Hacklander, K., Tataruch, F. and Ruf, T., 2002a. The effect of dietary fat content on lactation energetics in the European hare (Lepus europaeus). Physiological and Biochemical Zoology, 75: 19-28.
Hacklander, K., Arnold, W. and Ruf, T., 2002b. Postnatal development and thermoregulation in the precocial European hare (Lepus europaeus). Journal of Comparative Physiology B-Biochemical Systemic and Environmental Physiology, 172: 183-190.
McNab, B.K., 1988. Complications Inherent in Scaling the Basal Rate of Metabolism in Mammals. Quarterly Review of Biology, 63: 25-54.
Mowat, D.N., Fulkerson, R.S., Tossell, W.E. and Winch, J.E., 1965. The invitro digestibillity and protein content of leaf and stem prorportions of forages.

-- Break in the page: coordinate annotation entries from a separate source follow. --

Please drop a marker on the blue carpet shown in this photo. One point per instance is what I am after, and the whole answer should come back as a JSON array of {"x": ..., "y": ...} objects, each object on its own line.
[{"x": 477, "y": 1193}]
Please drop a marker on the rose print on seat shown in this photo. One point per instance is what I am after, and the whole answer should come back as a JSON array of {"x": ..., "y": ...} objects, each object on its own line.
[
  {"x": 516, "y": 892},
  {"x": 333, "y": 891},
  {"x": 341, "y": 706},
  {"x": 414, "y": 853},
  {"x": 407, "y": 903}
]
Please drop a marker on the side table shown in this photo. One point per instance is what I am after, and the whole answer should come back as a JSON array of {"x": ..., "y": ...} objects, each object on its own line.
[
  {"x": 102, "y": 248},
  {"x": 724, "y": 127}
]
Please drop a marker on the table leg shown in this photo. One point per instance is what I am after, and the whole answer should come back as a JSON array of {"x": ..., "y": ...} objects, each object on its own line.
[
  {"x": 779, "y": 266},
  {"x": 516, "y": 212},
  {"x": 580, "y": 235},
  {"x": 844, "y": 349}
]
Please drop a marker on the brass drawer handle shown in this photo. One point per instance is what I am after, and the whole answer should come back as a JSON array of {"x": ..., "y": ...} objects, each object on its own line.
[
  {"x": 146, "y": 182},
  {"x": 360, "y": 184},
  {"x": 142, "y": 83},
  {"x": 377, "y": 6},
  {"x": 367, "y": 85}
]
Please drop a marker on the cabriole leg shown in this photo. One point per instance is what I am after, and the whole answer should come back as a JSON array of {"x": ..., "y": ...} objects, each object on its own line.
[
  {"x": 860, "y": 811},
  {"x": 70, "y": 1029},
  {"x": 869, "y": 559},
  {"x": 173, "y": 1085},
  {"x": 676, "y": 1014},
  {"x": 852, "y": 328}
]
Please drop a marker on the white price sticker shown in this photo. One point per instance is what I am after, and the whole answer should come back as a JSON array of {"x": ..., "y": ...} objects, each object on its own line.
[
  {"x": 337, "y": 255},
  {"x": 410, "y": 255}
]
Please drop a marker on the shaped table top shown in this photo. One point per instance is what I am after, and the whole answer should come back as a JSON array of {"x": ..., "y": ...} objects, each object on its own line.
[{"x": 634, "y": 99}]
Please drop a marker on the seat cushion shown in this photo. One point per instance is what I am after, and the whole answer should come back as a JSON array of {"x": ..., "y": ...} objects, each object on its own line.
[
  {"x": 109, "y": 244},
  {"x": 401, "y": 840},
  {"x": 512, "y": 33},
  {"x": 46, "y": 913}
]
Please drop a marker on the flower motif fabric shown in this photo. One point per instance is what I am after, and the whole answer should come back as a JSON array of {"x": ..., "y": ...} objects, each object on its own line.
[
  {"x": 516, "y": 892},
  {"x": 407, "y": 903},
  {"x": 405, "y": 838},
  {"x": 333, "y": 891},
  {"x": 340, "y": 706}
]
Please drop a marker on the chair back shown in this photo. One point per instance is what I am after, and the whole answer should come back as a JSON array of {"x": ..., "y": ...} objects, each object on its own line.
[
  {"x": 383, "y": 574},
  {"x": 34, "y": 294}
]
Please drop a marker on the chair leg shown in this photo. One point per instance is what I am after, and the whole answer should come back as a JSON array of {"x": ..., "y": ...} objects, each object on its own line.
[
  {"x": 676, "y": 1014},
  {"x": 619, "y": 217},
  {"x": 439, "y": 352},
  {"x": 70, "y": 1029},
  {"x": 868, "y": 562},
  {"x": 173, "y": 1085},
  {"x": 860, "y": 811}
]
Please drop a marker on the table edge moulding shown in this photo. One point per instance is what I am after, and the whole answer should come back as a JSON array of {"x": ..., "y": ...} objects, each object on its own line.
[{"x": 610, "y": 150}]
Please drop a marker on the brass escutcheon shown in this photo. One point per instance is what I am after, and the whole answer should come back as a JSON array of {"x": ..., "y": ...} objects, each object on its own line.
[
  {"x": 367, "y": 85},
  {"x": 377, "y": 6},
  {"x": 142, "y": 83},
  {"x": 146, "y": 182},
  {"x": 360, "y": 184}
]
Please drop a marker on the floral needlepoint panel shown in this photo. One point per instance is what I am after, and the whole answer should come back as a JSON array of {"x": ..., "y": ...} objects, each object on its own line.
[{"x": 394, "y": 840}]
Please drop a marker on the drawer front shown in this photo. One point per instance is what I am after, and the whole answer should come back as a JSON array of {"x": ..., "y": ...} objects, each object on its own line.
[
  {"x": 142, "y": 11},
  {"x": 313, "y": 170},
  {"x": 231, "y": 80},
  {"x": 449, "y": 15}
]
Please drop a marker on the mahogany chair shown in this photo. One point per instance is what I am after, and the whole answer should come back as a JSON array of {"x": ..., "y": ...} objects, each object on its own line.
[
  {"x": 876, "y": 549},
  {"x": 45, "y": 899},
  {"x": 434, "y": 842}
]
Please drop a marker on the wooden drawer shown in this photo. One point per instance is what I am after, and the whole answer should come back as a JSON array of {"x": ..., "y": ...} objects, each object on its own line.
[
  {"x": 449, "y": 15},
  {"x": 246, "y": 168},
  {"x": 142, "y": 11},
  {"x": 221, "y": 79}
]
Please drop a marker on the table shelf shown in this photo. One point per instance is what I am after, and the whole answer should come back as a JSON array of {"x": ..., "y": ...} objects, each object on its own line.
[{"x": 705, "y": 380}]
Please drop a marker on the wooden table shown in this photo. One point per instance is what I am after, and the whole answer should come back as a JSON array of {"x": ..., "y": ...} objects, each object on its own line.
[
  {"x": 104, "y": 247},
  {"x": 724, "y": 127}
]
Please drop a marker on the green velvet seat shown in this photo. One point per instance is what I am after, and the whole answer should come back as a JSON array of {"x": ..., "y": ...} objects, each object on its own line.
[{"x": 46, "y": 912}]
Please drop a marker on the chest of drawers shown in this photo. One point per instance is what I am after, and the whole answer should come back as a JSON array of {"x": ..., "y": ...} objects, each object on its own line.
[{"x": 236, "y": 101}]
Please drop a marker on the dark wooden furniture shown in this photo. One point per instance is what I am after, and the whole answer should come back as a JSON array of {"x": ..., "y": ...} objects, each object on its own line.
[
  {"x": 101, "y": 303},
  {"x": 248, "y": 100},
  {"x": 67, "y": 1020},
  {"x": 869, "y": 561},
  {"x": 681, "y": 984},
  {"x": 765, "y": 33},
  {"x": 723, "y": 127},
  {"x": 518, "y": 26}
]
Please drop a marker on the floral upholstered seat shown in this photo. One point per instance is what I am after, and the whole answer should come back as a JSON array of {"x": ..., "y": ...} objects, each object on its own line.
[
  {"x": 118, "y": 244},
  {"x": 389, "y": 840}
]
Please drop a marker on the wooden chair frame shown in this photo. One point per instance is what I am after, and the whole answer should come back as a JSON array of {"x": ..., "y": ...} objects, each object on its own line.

Canadian Journal of Plant Science, 45.
Pielowski, Z., 1971a. The individual growth curve of the hare. Acta Theriologica, 16: 79-88.
Pielowski, Z., 1971b. Length of life of the hare. Acta Theriologica, 16: 89-94.
Robbins, C.T., 1993. Wildlife feeding and nutrition. Academic Press.
Taylor, C.R., Heglund, N.C. and Malony, G.M.O., 1982. Energetics and mechanics of terrestrial locomotion. I. Metabolic energy consumption as a function of speed and body size in birds and mammals. Journal of Experimental Biology, 97: 1-21.